Questi tre ingredienti non bastano: hanno bisogno di un “pentolone” – occasioni decisionali – in cui potersi incontrare, uno spazio in cui mescolarsi. Altrimenti non si ha nessuna attuazione o si ha un’attuazione inefficace.
Manca un luogo dove si comunichi una direzione comune, si incontrino compagni di viaggio, si raccolga e documenti la conoscenza, ci si confronti sulle decisioni di natura sistemica, si misurino i risultati, si definiscano i problemi e le criticità di attuazione. Serve un pentolone per l’Agenda Digitale. In assenza di quello ci sono 100 pentolini che surrogano la presenza del pentolone e fanno disperdere una marea di energia.
L’assenza di un tale “luogo” porta a situazioni paradossali, ma tutt’altro che ipotetiche, delle quali abbiamo avuto evidenza in questi anni. Immaginate un funzionario regionale che volesse definire una politica di Agenda Digitale Regionale coerente con le scelte di impostazione dell’Agenda Digitale Nazionale.

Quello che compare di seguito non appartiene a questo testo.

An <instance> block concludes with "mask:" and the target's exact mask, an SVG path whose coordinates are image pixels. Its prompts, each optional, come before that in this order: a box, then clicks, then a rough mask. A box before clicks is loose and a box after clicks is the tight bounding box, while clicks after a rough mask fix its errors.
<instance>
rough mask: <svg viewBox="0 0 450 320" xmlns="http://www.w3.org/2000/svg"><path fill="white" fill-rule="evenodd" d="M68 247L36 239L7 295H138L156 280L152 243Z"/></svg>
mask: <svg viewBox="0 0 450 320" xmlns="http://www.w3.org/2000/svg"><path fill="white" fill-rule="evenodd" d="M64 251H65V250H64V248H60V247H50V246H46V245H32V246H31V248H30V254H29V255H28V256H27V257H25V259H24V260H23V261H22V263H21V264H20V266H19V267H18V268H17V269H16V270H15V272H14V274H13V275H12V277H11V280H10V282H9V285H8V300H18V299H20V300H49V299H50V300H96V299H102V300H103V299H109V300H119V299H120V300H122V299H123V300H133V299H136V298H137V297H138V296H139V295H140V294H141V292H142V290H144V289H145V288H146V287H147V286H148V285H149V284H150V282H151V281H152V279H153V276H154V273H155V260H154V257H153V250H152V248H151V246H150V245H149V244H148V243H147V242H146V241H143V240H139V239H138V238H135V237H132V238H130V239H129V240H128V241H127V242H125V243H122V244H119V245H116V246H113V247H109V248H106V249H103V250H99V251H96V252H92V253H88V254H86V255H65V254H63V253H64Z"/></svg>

Come fa? Immaginate una struttura di ricerca – gli Osservatori stessi – che volesse mettere a disposizione dati, evidenze, strumenti a chi deve prendere decisioni sull’Agenda Digitale. A chi consegna questo bagaglio di conoscenza ed esperienza? Immaginate un volenteroso funzionario comunale che volesse introdurre un’innovazione digitale nei processi del suo Comune. Dove va a informarsi sull’esistenza di linee guida, good practice, applicazioni già esistenti, normativa pertinente, modelli di finanzia- mento? Immaginate un’intera industria – quella dell’innovazione digitale – che voglia capire dove orientare i suoi investimenti e fare un piano industriale. Con chi parla? Immaginate tutti questi soggetti – e tanti altri qui non citati – che vogliano quanto meno confrontarsi tra loro. Dove possono andare?

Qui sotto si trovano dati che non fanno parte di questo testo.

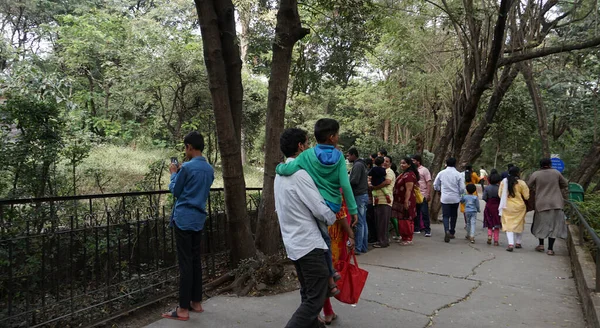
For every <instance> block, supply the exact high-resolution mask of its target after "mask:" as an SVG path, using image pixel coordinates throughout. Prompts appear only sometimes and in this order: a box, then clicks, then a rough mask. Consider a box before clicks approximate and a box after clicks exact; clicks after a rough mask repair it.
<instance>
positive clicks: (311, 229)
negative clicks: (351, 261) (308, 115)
mask: <svg viewBox="0 0 600 328" xmlns="http://www.w3.org/2000/svg"><path fill="white" fill-rule="evenodd" d="M279 142H280V147H281V151H282V152H283V154H284V155H285V156H286V157H287V159H286V163H288V162H291V161H293V160H294V159H295V158H296V156H298V155H299V154H300V153H301V152H302V151H304V150H306V149H308V148H309V147H308V138H307V134H306V131H303V130H300V129H286V130H285V131H284V132H283V134H282V135H281V138H280V140H279ZM275 210H276V211H277V217H278V219H279V227H280V229H281V237H282V238H283V244H284V245H285V250H286V252H287V254H288V257H289V258H290V259H291V260H292V261H293V262H294V266H295V267H296V271H297V273H298V280H299V281H300V296H301V298H302V303H301V304H300V307H298V309H297V310H296V312H295V313H294V315H293V316H292V318H291V319H290V321H289V322H288V323H287V325H286V328H296V327H307V328H309V327H311V328H312V327H321V326H323V323H322V322H320V321H319V319H318V316H319V313H320V312H321V308H322V307H323V304H324V302H325V299H326V297H327V293H328V278H329V270H328V268H327V264H326V262H325V255H324V254H325V250H327V249H328V248H327V244H326V243H325V241H324V240H323V237H322V236H321V232H320V231H319V227H318V226H317V221H316V220H319V221H321V222H324V223H326V224H327V225H328V226H329V225H332V224H333V223H335V220H336V215H335V213H333V211H331V209H329V207H328V206H327V205H326V204H325V200H324V199H323V197H322V196H321V194H319V190H318V189H317V186H316V185H315V183H314V181H313V180H312V178H311V177H310V176H309V175H308V173H306V171H304V170H300V171H298V172H296V173H294V174H292V175H290V176H280V175H277V176H276V177H275ZM315 219H316V220H315ZM352 237H353V236H352ZM349 241H350V244H351V245H350V246H351V247H353V245H354V241H353V239H349ZM330 261H331V259H330Z"/></svg>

Proponiamo che a sostegno dei meccanismi formali di governance nasca un punto di incontro per coordinare meglio il lavoro di tutti: il multi-stakeholder forum dell’Agenda Digitale. Tale forum serve a promuovere il confronto costruttivo tra gli attori chiave, serve a garantire la continuità di lavoro, serve a istruire problemi e proporre soluzioni, serve a raccogliere le aspettative da imprese e PA, serve a coinvolgere gli interlocutori autorevoli, serve a monitorare e stimolare l’execution e serve a mettere a fattor comune le buone pratiche.
Non è il luogo in cui si decide, ma in cui si istruisce e si generano condividono proposte. Non è in contrapposizione ai luoghi di decisione formali, ma è a supporto delle decisioni nei luoghi di decisione formali. Non è il regno della disorganizzazione, deve essere caratterizzato da regia, istruzione e preparazione dei lavori. Non è un “carrozzone” che complica ma il luogo dove convergono gli attori che hanno a cuore l’esecuzione. Non è un convegno a sessioni parallele ma un luogo unitario dove si lavora insieme. Non è una iniziativa sporadica ma garantisce continuità nel tempo. Non è “per pochi” esperti, ma inclusivo di chi contribuisce all’innovazione digitale del Paese.
Ci sarebbero vantaggi per tutti:
• Trasparenza: le informazioni e le decisioni sarebbero condivise e/o rese note a tutti gli interessati
• Coinvolgimento: tutti i portatori di interesse si sentirebbero parte di un progetto comune
• Forza politica: le istanze e le proposte che emergessero avrebbero una base proponente forte (es. l’intergruppo parlamentare avrebbe dietro il Paese)
• Cultura: un luogo reale dove si faccia cultura del digitale e si possa disseminare cultura digitale
• Competenza: tutti i principali centri di ricerca e fonti di competenza ed esperienza sarebbero a disposizione per un lavoro più unitario, non dispersivo e non ridondante.